To capitalize on the problem, Alpha Foods has launched a new promotion that lowers the prices of its plant-based Chik’n Nuggets to match the increase in poultry costs. If chicken wing prices go up by $2, then Alpha’s prices will drop by $2. The idea is to use the threat of having to pay double the price for chicken wings to tempt people to give this plant-based option a try.
Alpha chief marketing officer Kierstin De West says the goal was to get the attention of potential customers in a way that was connected to the real world. “We really wanted to come up with a way to better seize cultural moments and be integrated into people’s lives in an authentic and fun way,” says De West, in an email. “After seeing that chicken prices were rising, we came up with this as an attention-grabbing method to make that connection.”

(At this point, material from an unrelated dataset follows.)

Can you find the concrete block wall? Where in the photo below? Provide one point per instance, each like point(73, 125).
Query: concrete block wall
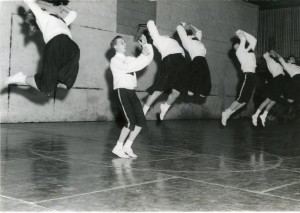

According to one report citing United States Department of Agriculture figures, cold storage stock of chicken wings is at its lowest in a decade. In June, Duff’s Famous Wings president Jeff Feather told MarketScale, “I’ve been in this business for 40 years, and I’ve seen fluctuation in prices. They seem to go in a two to three-year cycle where all of a sudden they’d shoot up, but we’ve never seen a shortage like this. Prices would go up, but we could always get product. This is the first time it’s even hard to get what we want.”
As silly as “chickenflation” sounds, it’s indeed very real, and Alpha’s hoping more of us will take it as an opportunity to invest in some plant-based principal.